- During a rather critical scene halfway into Robert Altman's The Player, a closing door briefly reflects an image of the camera crew. Normally I'd chalk that sort of thing up to carelessness, but in this case I feel certain it was quite the opposite. After all, this is a film that begins with the snap of a director's clipboard followed by an eight-minute tracking shot in which two characters discuss the beginning of Touch of Evil. It's also a film that features more cameo appearances than any other film I've seen, with the possible exception of It's a Mad, Mad, Mad, Mad World. In short, The Player is a Hollywood movie about making Hollywood movies, a process for which it clearly doesn't have much respect.
- At the center of events is Griffin Mill (Tim Robbins), a smarmy studio VP who has the admittedly onerous job of screening film pitches, like the memorable one Buck Henry makes for a completely unnecessary sequel to The Graduate.

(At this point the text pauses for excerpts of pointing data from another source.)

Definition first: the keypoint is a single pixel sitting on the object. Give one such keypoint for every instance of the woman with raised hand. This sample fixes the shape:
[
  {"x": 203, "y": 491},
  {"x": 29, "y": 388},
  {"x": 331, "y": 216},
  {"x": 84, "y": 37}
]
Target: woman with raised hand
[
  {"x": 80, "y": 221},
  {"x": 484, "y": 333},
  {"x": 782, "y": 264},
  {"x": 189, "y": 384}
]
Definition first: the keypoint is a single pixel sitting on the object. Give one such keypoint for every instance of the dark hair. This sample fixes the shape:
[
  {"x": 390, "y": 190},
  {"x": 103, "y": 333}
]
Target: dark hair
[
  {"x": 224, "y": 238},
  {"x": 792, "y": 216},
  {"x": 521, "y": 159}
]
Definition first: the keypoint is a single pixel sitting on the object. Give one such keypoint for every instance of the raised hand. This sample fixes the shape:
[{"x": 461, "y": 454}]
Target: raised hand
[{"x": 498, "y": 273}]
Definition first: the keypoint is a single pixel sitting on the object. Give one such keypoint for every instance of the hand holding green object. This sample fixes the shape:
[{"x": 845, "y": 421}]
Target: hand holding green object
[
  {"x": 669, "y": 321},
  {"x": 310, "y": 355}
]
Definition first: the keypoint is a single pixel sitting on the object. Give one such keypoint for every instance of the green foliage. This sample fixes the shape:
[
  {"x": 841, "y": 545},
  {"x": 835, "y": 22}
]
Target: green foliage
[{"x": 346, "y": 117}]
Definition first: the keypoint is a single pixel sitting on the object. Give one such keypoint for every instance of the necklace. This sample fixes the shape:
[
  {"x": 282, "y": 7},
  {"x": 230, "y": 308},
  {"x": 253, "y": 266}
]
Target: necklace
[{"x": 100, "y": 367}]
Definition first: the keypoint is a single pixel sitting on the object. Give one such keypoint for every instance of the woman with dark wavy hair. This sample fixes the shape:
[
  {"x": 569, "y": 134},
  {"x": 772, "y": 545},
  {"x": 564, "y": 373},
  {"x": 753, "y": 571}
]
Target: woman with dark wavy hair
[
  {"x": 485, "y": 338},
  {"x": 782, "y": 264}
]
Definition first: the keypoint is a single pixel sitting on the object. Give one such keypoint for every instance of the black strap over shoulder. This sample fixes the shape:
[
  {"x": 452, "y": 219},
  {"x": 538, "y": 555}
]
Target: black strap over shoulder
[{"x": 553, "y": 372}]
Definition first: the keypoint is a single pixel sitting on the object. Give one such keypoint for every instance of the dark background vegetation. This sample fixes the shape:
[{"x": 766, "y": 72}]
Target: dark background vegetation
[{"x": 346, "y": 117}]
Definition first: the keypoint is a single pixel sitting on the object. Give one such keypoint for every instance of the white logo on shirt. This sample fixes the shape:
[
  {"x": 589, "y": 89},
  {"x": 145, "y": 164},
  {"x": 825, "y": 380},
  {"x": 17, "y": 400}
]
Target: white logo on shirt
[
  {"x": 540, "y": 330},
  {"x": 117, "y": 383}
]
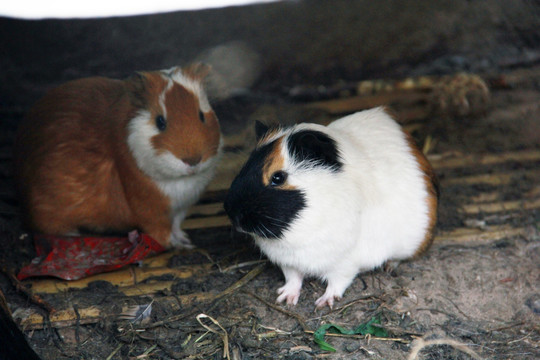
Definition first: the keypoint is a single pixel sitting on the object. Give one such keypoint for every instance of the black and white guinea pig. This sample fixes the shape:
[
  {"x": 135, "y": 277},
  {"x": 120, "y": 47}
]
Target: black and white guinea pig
[
  {"x": 332, "y": 201},
  {"x": 101, "y": 155}
]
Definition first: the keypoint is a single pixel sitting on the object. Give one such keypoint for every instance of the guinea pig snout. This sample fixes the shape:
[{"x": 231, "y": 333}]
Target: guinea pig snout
[
  {"x": 192, "y": 160},
  {"x": 234, "y": 214}
]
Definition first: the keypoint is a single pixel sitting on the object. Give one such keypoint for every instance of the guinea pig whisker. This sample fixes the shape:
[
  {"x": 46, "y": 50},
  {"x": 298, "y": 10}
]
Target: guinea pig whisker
[{"x": 275, "y": 220}]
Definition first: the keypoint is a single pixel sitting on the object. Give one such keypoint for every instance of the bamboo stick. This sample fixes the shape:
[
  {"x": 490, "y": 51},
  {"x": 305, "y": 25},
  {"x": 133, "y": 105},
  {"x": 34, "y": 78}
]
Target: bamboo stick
[
  {"x": 208, "y": 222},
  {"x": 496, "y": 179},
  {"x": 456, "y": 160},
  {"x": 129, "y": 276}
]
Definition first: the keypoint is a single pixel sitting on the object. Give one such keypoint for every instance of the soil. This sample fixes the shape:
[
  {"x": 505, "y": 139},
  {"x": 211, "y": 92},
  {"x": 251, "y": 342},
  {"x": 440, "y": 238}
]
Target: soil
[{"x": 477, "y": 289}]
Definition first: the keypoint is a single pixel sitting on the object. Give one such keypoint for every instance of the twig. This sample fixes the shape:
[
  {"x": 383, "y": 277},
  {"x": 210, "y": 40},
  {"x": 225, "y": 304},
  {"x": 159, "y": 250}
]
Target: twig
[
  {"x": 36, "y": 299},
  {"x": 224, "y": 336},
  {"x": 114, "y": 352},
  {"x": 298, "y": 318},
  {"x": 234, "y": 287},
  {"x": 371, "y": 337},
  {"x": 420, "y": 344}
]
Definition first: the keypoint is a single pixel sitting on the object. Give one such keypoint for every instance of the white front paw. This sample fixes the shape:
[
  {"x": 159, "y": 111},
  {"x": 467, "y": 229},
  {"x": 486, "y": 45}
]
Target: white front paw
[
  {"x": 290, "y": 293},
  {"x": 326, "y": 299},
  {"x": 180, "y": 240}
]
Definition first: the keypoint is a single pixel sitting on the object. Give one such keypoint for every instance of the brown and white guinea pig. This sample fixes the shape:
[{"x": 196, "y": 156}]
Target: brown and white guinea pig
[
  {"x": 333, "y": 201},
  {"x": 108, "y": 155}
]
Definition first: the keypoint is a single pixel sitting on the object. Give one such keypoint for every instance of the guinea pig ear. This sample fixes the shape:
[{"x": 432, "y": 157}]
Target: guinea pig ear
[
  {"x": 197, "y": 71},
  {"x": 260, "y": 130},
  {"x": 314, "y": 146},
  {"x": 136, "y": 85}
]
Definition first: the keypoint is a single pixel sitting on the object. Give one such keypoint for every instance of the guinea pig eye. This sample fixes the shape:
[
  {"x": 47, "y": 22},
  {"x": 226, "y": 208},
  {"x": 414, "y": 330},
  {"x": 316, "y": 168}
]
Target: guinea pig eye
[
  {"x": 278, "y": 178},
  {"x": 201, "y": 116},
  {"x": 161, "y": 123}
]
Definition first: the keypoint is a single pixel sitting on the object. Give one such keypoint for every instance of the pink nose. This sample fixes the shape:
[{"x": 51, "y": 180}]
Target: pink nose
[{"x": 192, "y": 161}]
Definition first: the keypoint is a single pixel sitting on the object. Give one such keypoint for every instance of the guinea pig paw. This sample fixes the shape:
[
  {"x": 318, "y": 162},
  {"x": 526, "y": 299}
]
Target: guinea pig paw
[
  {"x": 180, "y": 240},
  {"x": 326, "y": 299},
  {"x": 289, "y": 294}
]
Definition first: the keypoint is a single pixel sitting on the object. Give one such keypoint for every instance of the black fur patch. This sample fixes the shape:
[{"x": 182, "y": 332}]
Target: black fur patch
[
  {"x": 315, "y": 147},
  {"x": 259, "y": 209}
]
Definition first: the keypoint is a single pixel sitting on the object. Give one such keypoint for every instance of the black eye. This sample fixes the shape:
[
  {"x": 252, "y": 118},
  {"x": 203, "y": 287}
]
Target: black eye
[
  {"x": 161, "y": 123},
  {"x": 278, "y": 178},
  {"x": 201, "y": 116}
]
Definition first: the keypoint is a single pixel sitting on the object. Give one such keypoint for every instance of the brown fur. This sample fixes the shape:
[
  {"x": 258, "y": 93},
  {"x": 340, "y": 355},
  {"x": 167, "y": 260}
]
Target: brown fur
[
  {"x": 274, "y": 162},
  {"x": 432, "y": 185},
  {"x": 74, "y": 167}
]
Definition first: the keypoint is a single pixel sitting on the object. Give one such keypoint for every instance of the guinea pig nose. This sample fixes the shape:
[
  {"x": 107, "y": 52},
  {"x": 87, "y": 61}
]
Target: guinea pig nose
[{"x": 193, "y": 160}]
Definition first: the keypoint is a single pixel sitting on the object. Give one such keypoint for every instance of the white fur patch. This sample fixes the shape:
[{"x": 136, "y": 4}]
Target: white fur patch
[
  {"x": 375, "y": 209},
  {"x": 175, "y": 74}
]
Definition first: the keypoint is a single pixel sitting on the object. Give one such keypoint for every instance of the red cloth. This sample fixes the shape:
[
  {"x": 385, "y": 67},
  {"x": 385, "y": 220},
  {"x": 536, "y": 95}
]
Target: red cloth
[{"x": 75, "y": 257}]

An average day for Griffin involves unstimulating meetings with his boss (Brion James), editing scripts with his lover (Cynthia Stevenson), schmoozing with studio bigwigs, and, above all, watching his back. You see, Griffin is the kind of guy who makes a lot of enemies. Stars like Malcolm McDowell and Burt Reynolds just plain dislike the guy while up-and-comer studio exec Larry Levy (Peter Gallagher) wants Griffin's job. It's the writers, however, who really hate him because he never calls most of them back. Maybe it's one of them who's been sending Griffin death threats that sound like they could have come from one of the studio's own b-pictures.
- As Griffin grows increasingly paranoid, he begins to investigate possible suspects. In a scene that a hack producer might describe as Rear Window meets Annie Hall, Griffin falls in love with the charmingly eccentric and distinctly non-Icelandic artist June Gudmundsdottir (Greta Scacchi), who happens to live with the lead suspect, a acerbic writer named Kehane (Vincent D'Onofrio). Later that same night, Griffin's confrontation with Kehane (after a showing of The Bicycle Thief, naturally) goes horribly wrong, and Kehane ends up dead. Now, a Pasadena detective (Whoopi Goldberg) and the gruff studio security manager (Fred Ward) are starting to suspect Griffin, and the dragnet closes around him. And what on Earth is Lyle Lovett doing slinking around, anyway? Can Griffin's story possibly have a happy ending?
- Occupying a world where Hollywood posters adorn the walls like icons in an Orthodox Church, The Player proudly deploys one of the more potent mixes of satire and comedy ever to be applied to Hollywood. While it isn't a perfect film, it is a more pleasant pill to swallow than the previous year's thematically similar Barton Fink and is directed with all of Altman's usual skill. It is also, above all, supremely entertaining. In this respect, it takes after its own film-within-a-film, Habeas Corpus, in which the disturbing vision of the filmmakers (Dean Stockwell and Richard E. Grant ) is replaced by Bruce Willis gunning down a gas chamber window to rescue Julia Roberts as Peter Falk and Susan Sarandon watch on. It's no Ghost meets The Manchurian Candidate, but then what is?
- I couldn't possibly mention all of the cameos or inside jokes. Let's just all go to Wikipedia to find that list. My favorite gag, however, is probably when Griffin gets a call from Joe Gillis.